A diretoria do Paraná bem que tentou mas não conseguiu superar a proposta do Santos para Geninho – algo em torno de R$ 70 mil mensais. Com isso, o treinador se despediu ontem do grupo de jogadores e comissão técnica, mas falando em volta.
Segundo Geninho, o trabalho no Paraná Clube foi muito profissional e deu resultado porque houve harmonia entre todos os setores. ‘‘Dificilmente se encontra um ambiente tão bom e profissional para se trabalhar num clube como encontrei no Paraná. Saio por circunstâncias do futebol, mas espero poder voltar a trabalhar em Curitiba em breve’’, observou.

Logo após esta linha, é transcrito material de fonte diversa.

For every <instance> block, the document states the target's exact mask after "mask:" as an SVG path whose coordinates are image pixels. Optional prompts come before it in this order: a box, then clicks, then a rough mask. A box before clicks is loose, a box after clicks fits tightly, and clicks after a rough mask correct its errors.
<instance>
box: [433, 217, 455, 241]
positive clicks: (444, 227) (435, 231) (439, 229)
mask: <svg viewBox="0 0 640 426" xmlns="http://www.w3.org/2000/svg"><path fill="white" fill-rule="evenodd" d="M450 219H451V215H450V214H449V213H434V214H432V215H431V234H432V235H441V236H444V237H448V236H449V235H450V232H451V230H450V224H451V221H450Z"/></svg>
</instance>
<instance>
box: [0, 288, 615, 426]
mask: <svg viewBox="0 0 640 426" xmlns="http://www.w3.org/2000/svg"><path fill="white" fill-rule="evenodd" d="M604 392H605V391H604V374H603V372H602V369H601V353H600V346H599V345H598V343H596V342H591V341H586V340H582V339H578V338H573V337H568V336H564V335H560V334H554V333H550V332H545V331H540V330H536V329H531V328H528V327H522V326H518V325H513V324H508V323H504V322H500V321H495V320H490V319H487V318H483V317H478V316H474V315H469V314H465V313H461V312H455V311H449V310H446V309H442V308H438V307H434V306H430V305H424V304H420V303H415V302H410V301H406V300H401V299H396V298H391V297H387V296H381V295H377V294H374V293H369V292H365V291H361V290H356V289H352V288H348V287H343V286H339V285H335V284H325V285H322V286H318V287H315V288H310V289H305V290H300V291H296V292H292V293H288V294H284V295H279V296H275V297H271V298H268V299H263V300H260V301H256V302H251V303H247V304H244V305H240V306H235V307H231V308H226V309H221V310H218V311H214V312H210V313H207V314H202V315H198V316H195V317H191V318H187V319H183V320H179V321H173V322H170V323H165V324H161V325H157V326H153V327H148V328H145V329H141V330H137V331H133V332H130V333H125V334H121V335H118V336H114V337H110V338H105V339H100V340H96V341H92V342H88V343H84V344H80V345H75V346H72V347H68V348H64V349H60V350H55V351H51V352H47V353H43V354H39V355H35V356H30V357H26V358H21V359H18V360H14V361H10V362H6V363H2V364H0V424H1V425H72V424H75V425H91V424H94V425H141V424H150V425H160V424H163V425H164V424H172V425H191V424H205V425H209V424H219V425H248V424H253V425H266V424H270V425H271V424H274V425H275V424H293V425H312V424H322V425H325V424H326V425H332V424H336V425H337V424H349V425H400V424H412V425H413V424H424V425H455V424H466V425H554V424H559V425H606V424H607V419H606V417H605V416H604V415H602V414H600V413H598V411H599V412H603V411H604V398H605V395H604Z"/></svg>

Depois da eliminação no sábado pelo Vasco da Copa João Havelange, os atletas se reapresentaram ontem e já saíram de férias. A volta está programada para o dia 2 de janeiro, quando se iniciam os trabalhos para a Copa Sul-Minas, na qual o Paraná estréia no dia 18 de janeiro contra o Joinville, em Curitiba.
Agora o trabalho principal fica com a diretoria. Além da procura de um novo técnico, o presidente Ênio Ribeiro espera conseguir manter praticamente o mesmo grupo que disputou a João Havelange.
Uma das prioridades é a permanência do zagueiro Nem, do volante Fabrício e do meia Reinaldo, que pertencem ao São Paulo. Eles estão no Paraná por empréstimo numa negociação que envolveu a ida de Ilan para o clube paulista.
Além de resolver a situação dos jogadores, a diretoria ‘‘fica esperta’’ também para que o Paraná Clube não perca a chance de disputar a Mercosul como quinto melhor time do Brasil, posição conseguida com a vitória de 1 a 0 sobre o Vasco.